Dernière mise à jour : il y a 14 minutes


Ce jour-là, j'ai ouvert l'atelier philo pour adultes par une mise en garde : participer à un tel espace, c'est accepter de se voir, parfois sous un jour inconfortable. Il ne s'agit pas seulement de discuter d'idées abstraites et théoriques, mais d'oser se confronter à soi-même, à ses contradictions, et à ce qu'un regard extérieur peut révéler.


Je pose donc un cadre exigeant pour les ateliers philo : ne pas se précipiter pour s'exprimer, réfléchir, lever la main avant de parler afin de prendre le temps de la réflexion, écouter les autres, renoncer à « son agenda » personnel, c'est-à-dire à l'envie irrépressible de ramener la discussion à soi. Ces règles ont pour but d'amener à une véritable posture philosophique : l'attention, la patience, la disponibilité.

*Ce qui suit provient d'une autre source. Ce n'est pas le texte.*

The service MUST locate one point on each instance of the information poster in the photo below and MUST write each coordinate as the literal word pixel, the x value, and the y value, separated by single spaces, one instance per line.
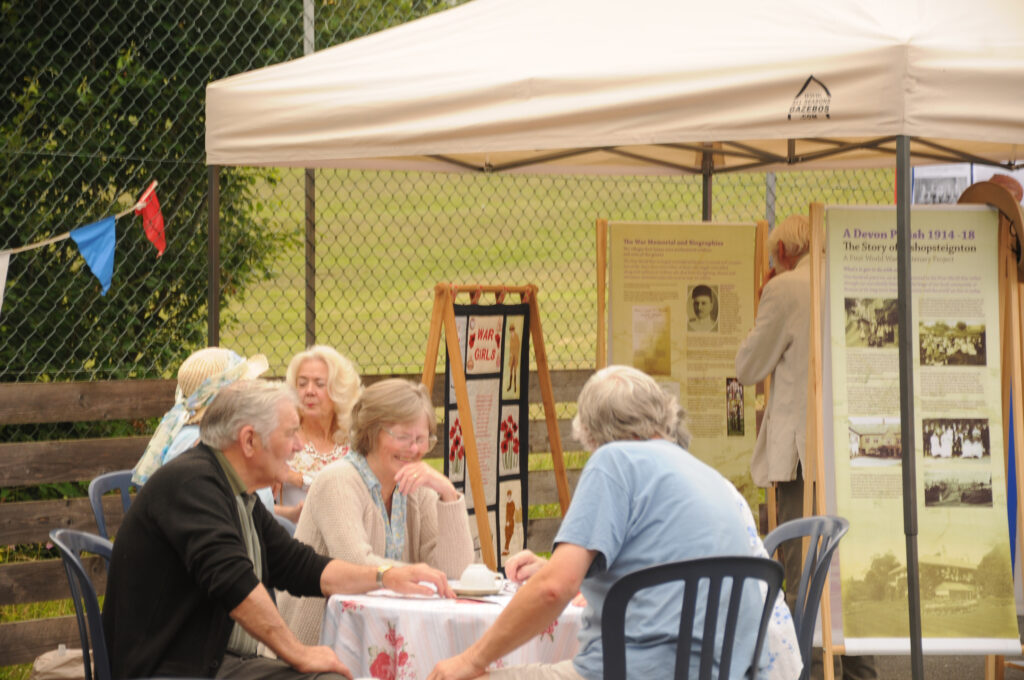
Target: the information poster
pixel 495 347
pixel 681 300
pixel 963 544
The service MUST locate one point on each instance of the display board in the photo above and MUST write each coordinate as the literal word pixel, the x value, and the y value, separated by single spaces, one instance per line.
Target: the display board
pixel 494 343
pixel 680 302
pixel 964 550
pixel 493 340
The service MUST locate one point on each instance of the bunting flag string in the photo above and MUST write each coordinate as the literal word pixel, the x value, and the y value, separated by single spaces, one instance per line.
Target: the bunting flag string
pixel 95 242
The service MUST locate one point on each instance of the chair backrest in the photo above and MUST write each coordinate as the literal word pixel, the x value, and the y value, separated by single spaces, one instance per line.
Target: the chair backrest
pixel 723 576
pixel 286 522
pixel 72 544
pixel 119 479
pixel 823 533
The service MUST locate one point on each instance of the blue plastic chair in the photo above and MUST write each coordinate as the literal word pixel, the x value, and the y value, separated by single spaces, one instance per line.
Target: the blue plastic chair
pixel 823 533
pixel 72 544
pixel 119 479
pixel 722 575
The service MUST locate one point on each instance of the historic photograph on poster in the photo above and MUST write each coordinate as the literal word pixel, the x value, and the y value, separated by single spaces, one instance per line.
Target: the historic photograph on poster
pixel 704 309
pixel 875 441
pixel 953 489
pixel 952 342
pixel 963 537
pixel 680 302
pixel 510 519
pixel 513 357
pixel 963 438
pixel 734 408
pixel 871 323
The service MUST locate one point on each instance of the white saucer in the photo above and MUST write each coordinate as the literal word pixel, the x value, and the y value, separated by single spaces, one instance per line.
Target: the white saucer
pixel 475 592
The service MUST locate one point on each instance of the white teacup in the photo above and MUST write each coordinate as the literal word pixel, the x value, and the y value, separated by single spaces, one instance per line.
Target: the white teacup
pixel 478 577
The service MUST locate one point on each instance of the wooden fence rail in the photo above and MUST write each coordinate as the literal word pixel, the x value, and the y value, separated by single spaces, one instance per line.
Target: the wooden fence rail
pixel 32 463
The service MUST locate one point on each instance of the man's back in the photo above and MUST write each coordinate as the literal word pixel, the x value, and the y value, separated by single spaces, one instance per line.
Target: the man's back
pixel 639 504
pixel 778 345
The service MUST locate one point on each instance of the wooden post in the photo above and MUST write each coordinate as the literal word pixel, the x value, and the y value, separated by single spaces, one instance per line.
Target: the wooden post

Et hier, comme cela arrive parfois, dès les premières minutes, une tension est survenue avec une participante qui s'est sentie jugée parce que j'ai remarqué qu'elle n'avait pas appliqué la règle du jeu. De mon point de vue c'était intéressant de l'observer car cela révélait une certaine précipitation chez elle, précipitation dont elle n'était peut-être pas très consciente, mais qu'elle pouvait maintenant prendre le temps d'interroger. C'est dommage, elle n'a pas vu les choses ainsi. Elle a considéré qu'il s'agissait d'un jugement déplacé de ma part, rien d'autre. Elle a estimé donc que je portais un jugement moralisateur sur elle, ce qui était inacceptable à ses yeux. Elle a jugé mon jugement, en quelque sorte, et ma personne par la même occasion.


Il est vrai que j'observais et que je nommais ce que je voyais, mais il ne s'agissait pas pour autant de rabaisser ou de condamner. C’est pourtant l'interprétation qu'elle a retenue. Il est vrai qu'une opinion courante à notre époque refuse le jugement. On entend souvent qu'il ne faut pas juger.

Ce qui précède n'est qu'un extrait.